Esses dados parecem confirmar as percepções dos professores sobre o que é o trabalho docente e suas extensões para a sala de aula, mostrando um movimento teórico-prático no sentido do cumprimento dos objetivos do PDE/PR (PARANÁ, 2013), que pretende implementar um movimento permanente. de reflexão que possibilite a adaptação das práticas pedagógicas e contribua para o aprimoramento do professor no reconhecimento das diferentes correntes pedagógicas e seus efeitos no ensino-aprendizagem. A partir dos dados apresentados, porém, não podemos afirmar categoricamente que o PDE/PR seja o principal responsável ou influenciador dessa transformação, pois sabemos que os conhecimentos que constituem o trabalho docente provêm de diversas fontes.

Tabela 2: Trabalho Docente
Tabela 2: Trabalho Docente

Entre palavras, ritmos e imagens

A comunicação com outras pessoas e sua expressão emocional encontram eco distante na infância do filho (TREVISAN, 2000, p. 61). Portanto, o ritmo é algo natural e “algo que flui” (TREVISAN, 2000, p. 67), uma vez que o ritmo dentro da linguagem não se constrói com base na simetria automática, mas prefere combinar diferentes ritmos (BOSI, 2001).

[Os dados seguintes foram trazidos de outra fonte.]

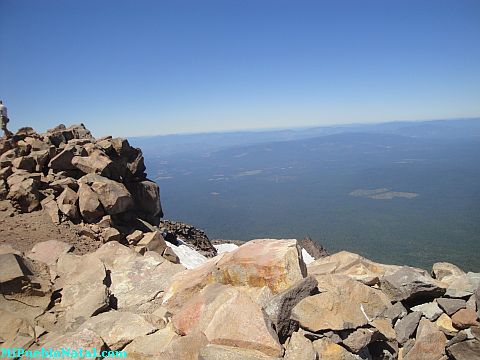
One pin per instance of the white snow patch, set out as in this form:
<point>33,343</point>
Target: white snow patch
<point>307,258</point>
<point>223,248</point>
<point>189,257</point>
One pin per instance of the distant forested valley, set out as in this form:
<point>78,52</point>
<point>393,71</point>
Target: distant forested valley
<point>401,192</point>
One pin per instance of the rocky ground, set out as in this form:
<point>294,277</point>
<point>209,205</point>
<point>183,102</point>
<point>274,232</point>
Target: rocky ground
<point>86,262</point>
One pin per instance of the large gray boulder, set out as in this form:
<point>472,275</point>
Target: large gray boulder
<point>408,284</point>
<point>146,195</point>
<point>114,196</point>
<point>89,205</point>
<point>279,307</point>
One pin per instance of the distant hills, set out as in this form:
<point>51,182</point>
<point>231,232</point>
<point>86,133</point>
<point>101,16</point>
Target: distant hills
<point>292,183</point>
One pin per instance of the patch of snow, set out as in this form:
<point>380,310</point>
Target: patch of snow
<point>223,248</point>
<point>307,258</point>
<point>190,258</point>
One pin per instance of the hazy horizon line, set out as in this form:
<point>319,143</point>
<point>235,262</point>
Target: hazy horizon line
<point>302,127</point>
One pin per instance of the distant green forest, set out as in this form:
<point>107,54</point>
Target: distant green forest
<point>301,186</point>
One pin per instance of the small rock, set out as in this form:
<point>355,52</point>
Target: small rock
<point>111,234</point>
<point>299,347</point>
<point>134,237</point>
<point>279,307</point>
<point>170,255</point>
<point>444,322</point>
<point>464,318</point>
<point>430,310</point>
<point>406,327</point>
<point>153,241</point>
<point>466,350</point>
<point>451,306</point>
<point>328,350</point>
<point>49,251</point>
<point>407,284</point>
<point>358,339</point>
<point>118,328</point>
<point>395,312</point>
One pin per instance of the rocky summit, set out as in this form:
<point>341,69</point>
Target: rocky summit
<point>159,289</point>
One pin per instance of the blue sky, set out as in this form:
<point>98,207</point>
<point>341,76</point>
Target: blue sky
<point>156,67</point>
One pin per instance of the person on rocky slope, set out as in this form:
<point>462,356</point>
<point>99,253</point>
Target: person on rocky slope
<point>4,120</point>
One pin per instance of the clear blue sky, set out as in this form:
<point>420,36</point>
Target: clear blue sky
<point>154,67</point>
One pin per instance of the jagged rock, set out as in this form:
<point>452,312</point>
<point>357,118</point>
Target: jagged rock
<point>451,306</point>
<point>49,251</point>
<point>135,280</point>
<point>466,350</point>
<point>429,343</point>
<point>8,249</point>
<point>49,204</point>
<point>446,272</point>
<point>384,327</point>
<point>134,237</point>
<point>279,308</point>
<point>170,255</point>
<point>464,318</point>
<point>146,195</point>
<point>7,157</point>
<point>15,332</point>
<point>89,204</point>
<point>3,189</point>
<point>118,328</point>
<point>25,163</point>
<point>25,195</point>
<point>67,204</point>
<point>328,350</point>
<point>342,304</point>
<point>430,310</point>
<point>358,339</point>
<point>313,248</point>
<point>395,312</point>
<point>95,163</point>
<point>477,300</point>
<point>82,339</point>
<point>153,241</point>
<point>63,160</point>
<point>111,234</point>
<point>230,327</point>
<point>60,134</point>
<point>191,235</point>
<point>299,347</point>
<point>219,352</point>
<point>151,346</point>
<point>406,326</point>
<point>407,284</point>
<point>463,285</point>
<point>5,172</point>
<point>352,265</point>
<point>197,313</point>
<point>12,273</point>
<point>105,222</point>
<point>114,196</point>
<point>444,323</point>
<point>84,292</point>
<point>184,347</point>
<point>249,265</point>
<point>59,185</point>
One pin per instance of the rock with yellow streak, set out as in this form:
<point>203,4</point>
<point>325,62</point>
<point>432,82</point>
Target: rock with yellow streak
<point>276,264</point>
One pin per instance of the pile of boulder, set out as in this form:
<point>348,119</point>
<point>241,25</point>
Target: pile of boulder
<point>99,185</point>
<point>258,302</point>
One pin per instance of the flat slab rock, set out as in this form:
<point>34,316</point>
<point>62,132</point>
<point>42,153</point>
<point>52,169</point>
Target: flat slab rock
<point>342,304</point>
<point>276,264</point>
<point>466,350</point>
<point>118,328</point>
<point>408,284</point>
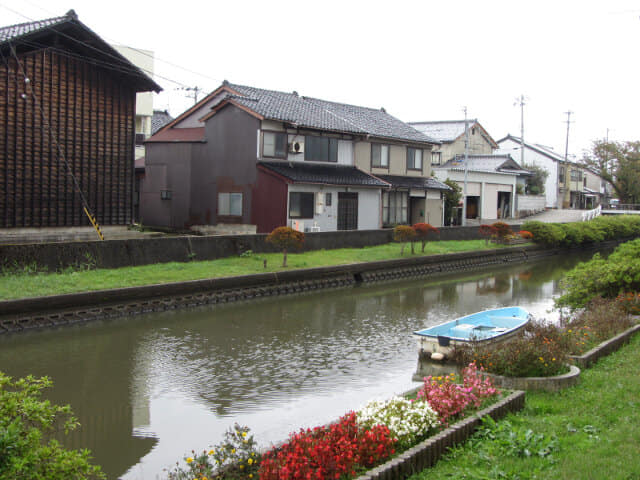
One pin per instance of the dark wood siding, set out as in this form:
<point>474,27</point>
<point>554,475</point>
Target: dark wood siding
<point>91,114</point>
<point>269,209</point>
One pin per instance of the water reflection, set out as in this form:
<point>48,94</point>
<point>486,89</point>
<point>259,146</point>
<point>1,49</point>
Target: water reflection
<point>148,389</point>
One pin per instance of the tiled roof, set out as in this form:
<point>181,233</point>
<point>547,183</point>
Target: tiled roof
<point>446,131</point>
<point>323,115</point>
<point>13,32</point>
<point>486,163</point>
<point>40,33</point>
<point>178,135</point>
<point>326,174</point>
<point>414,182</point>
<point>159,119</point>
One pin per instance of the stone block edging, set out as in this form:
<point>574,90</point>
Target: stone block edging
<point>605,348</point>
<point>429,451</point>
<point>549,384</point>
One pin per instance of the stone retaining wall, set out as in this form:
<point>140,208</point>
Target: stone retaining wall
<point>428,452</point>
<point>605,348</point>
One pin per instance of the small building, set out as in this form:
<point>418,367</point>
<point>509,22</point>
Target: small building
<point>67,114</point>
<point>249,159</point>
<point>491,184</point>
<point>452,136</point>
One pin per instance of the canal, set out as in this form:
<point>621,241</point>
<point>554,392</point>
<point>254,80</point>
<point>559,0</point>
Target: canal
<point>148,389</point>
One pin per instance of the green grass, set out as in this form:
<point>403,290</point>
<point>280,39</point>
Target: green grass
<point>591,431</point>
<point>23,284</point>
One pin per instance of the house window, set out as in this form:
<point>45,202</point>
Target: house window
<point>414,159</point>
<point>321,149</point>
<point>379,155</point>
<point>230,204</point>
<point>394,207</point>
<point>274,144</point>
<point>300,205</point>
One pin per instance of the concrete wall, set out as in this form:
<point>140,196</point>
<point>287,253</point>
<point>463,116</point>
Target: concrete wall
<point>121,253</point>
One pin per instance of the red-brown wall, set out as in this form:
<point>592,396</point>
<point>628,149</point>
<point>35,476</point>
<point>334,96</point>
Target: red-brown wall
<point>269,207</point>
<point>91,113</point>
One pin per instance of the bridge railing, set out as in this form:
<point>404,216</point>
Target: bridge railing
<point>591,214</point>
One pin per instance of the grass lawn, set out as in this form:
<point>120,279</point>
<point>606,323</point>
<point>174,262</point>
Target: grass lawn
<point>14,285</point>
<point>590,431</point>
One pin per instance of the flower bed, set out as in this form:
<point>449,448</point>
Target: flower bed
<point>359,440</point>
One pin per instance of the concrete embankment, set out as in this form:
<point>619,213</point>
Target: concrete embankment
<point>44,312</point>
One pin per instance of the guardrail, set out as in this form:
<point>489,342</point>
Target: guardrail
<point>591,214</point>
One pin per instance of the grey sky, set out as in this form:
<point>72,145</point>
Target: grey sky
<point>419,60</point>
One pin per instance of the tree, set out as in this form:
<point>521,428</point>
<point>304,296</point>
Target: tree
<point>27,424</point>
<point>618,163</point>
<point>422,232</point>
<point>451,199</point>
<point>535,184</point>
<point>286,238</point>
<point>403,234</point>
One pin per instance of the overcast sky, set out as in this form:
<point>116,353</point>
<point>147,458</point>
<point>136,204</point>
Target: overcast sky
<point>419,60</point>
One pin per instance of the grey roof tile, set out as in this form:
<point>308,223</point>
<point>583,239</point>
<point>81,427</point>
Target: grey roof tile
<point>326,174</point>
<point>414,182</point>
<point>323,115</point>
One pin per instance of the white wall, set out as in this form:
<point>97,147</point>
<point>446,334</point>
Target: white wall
<point>369,207</point>
<point>531,157</point>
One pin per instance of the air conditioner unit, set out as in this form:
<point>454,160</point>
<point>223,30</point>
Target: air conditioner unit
<point>296,147</point>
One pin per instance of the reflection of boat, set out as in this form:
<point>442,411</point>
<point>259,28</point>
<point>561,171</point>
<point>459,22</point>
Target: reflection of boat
<point>491,326</point>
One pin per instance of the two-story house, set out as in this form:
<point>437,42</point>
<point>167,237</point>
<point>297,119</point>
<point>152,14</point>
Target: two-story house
<point>67,117</point>
<point>568,185</point>
<point>249,156</point>
<point>452,135</point>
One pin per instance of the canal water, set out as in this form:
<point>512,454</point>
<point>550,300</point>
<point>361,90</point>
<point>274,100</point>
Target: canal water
<point>148,389</point>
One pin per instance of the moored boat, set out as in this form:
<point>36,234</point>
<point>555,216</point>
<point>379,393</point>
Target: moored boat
<point>491,326</point>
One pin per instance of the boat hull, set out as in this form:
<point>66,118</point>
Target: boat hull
<point>488,327</point>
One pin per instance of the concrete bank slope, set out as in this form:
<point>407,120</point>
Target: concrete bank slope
<point>50,311</point>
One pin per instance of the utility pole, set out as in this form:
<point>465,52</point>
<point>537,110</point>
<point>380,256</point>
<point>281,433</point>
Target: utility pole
<point>193,95</point>
<point>521,101</point>
<point>466,168</point>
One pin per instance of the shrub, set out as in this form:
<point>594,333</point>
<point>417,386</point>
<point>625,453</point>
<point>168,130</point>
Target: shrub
<point>407,421</point>
<point>331,452</point>
<point>487,231</point>
<point>620,272</point>
<point>449,399</point>
<point>548,234</point>
<point>403,234</point>
<point>235,458</point>
<point>27,424</point>
<point>502,231</point>
<point>286,238</point>
<point>423,230</point>
<point>600,320</point>
<point>539,351</point>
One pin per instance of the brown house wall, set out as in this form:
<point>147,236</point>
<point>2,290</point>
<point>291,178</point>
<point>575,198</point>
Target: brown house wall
<point>91,115</point>
<point>269,209</point>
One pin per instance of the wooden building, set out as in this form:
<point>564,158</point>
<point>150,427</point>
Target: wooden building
<point>67,125</point>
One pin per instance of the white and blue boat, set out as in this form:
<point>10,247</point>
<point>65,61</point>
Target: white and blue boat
<point>491,326</point>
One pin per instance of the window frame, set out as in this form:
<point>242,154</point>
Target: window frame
<point>309,140</point>
<point>304,209</point>
<point>412,158</point>
<point>229,204</point>
<point>276,134</point>
<point>382,147</point>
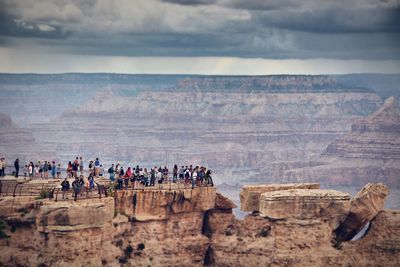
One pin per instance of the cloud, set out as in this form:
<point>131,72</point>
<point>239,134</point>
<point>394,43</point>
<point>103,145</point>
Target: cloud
<point>191,2</point>
<point>280,29</point>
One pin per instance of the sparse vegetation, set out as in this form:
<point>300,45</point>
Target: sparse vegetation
<point>264,232</point>
<point>337,244</point>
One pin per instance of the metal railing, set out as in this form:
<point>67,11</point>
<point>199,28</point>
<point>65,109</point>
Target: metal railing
<point>47,191</point>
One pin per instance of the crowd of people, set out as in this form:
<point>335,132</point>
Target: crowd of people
<point>131,177</point>
<point>139,177</point>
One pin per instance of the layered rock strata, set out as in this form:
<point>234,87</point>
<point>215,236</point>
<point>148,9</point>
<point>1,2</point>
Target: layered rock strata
<point>191,230</point>
<point>250,194</point>
<point>365,205</point>
<point>370,152</point>
<point>331,205</point>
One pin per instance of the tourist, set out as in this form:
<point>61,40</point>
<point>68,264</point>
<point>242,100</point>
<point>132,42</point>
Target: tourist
<point>194,177</point>
<point>127,177</point>
<point>187,176</point>
<point>146,177</point>
<point>16,165</point>
<point>152,176</point>
<point>69,170</point>
<point>181,173</point>
<point>111,172</point>
<point>45,170</point>
<point>82,183</point>
<point>40,166</point>
<point>175,174</point>
<point>31,170</point>
<point>119,183</point>
<point>97,164</point>
<point>53,169</point>
<point>121,172</point>
<point>208,178</point>
<point>91,166</point>
<point>26,171</point>
<point>65,188</point>
<point>81,165</point>
<point>91,182</point>
<point>2,167</point>
<point>76,186</point>
<point>160,177</point>
<point>75,166</point>
<point>58,171</point>
<point>37,170</point>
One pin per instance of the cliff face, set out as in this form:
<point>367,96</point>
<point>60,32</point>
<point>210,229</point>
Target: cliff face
<point>168,228</point>
<point>369,153</point>
<point>232,124</point>
<point>16,142</point>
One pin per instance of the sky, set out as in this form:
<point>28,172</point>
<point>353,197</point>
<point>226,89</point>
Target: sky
<point>200,36</point>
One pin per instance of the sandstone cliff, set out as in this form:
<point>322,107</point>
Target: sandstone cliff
<point>195,228</point>
<point>370,152</point>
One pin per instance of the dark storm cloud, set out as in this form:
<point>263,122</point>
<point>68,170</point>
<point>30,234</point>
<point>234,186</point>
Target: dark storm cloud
<point>190,2</point>
<point>334,20</point>
<point>353,29</point>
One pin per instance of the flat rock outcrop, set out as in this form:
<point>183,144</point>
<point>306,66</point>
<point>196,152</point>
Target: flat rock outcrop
<point>250,194</point>
<point>365,205</point>
<point>197,231</point>
<point>328,205</point>
<point>144,205</point>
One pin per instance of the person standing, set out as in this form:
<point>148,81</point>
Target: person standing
<point>16,165</point>
<point>76,186</point>
<point>111,172</point>
<point>3,167</point>
<point>81,165</point>
<point>175,173</point>
<point>97,167</point>
<point>53,169</point>
<point>65,187</point>
<point>31,170</point>
<point>58,171</point>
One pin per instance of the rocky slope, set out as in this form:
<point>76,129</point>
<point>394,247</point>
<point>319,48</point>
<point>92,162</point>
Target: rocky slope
<point>193,228</point>
<point>230,124</point>
<point>370,152</point>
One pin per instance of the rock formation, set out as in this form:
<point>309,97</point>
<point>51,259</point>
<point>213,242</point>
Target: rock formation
<point>331,205</point>
<point>176,228</point>
<point>369,153</point>
<point>250,194</point>
<point>236,124</point>
<point>365,205</point>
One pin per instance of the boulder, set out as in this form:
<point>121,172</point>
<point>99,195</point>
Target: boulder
<point>250,194</point>
<point>326,205</point>
<point>365,205</point>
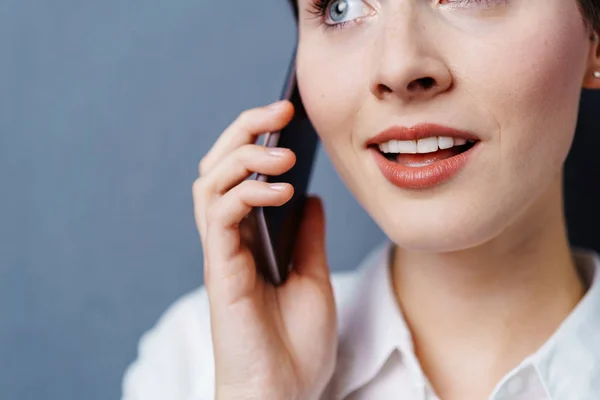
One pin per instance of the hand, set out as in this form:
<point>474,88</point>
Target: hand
<point>269,342</point>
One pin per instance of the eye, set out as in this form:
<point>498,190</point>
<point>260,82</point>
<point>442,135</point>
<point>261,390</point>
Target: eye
<point>342,11</point>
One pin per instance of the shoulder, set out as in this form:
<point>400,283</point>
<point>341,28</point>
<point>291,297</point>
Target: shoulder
<point>175,357</point>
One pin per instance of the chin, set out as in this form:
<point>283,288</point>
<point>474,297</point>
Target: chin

Trevisan (2000, p. 66) explica que 'as palavras, tal como existem, têm um ritmo de variação, dependendo da extensão das palavras, da sua acentuação, da sua qualidade e quantidade silábica, e também do seu significado, se é correto ou não. não. dependendo de outras palavras, que formam o seu contexto”.

Souriau (1983, p. 159) afirma que “o ritmo é uma forma dada a uma progressão pelo retorno dos elementos de uma organização cíclica presidida por um esquema tão simples quanto possível, cujos efeitos se reproduzem indefinida e continuamente”. É o elemento essencial do verso” (TREVISAN, 2000, p. 72), e não é um simples elemento de compasso vazio, mas um importante aliado da rima, do som na produção de sensações musicais e é esse elemento e seus efeitos que serão analisados ​​na poesia Ritmo, de Quintana. No poema, os efeitos não podem ser produzidos apenas a partir de um elemento como o ritmo, pois existem elementos.

Assim, quanto maior a qualidade rítmica da música, maiores serão as possibilidades de criação de imagens e significados. A analogia é responsável pelo peso de matéria dado ao poema pelas metáforas e outras figuras” (BOSI, 2000, p. 38). A matéria verbal relaciona-se com a matéria significada através de uma série de articulações fônicas que constituem um novo código, uma linguagem.

Não procuramos reduzir a análise do poema à contagem silábica dos versos, pois as teorias básicas deste trabalho entendem que o ritmo pode basear-se não apenas em medidas quantitativas, mas no conjunto de unidades rítmicas essenciais à produção de imagens. . O resultado da análise das unidades contribui para a obtenção de uma variação rítmica muito maior, pois consideramos que no poema as unidades expressivas são formadas a partir de uma combinação de elementos que se sobrepõem à contagem métrica e que, por um lado, o processo de análise integra . e por outro lado permite a fração de números regulares. Quando algo é enfatizado, chama mais atenção e aumenta a capacidade do leitor de pensar sobre o que está lendo, pois “as repetições são como mísseis retroativos, retardando a leitura” (TREVISAN, 2000, p. 85) e mantendo o ritmo .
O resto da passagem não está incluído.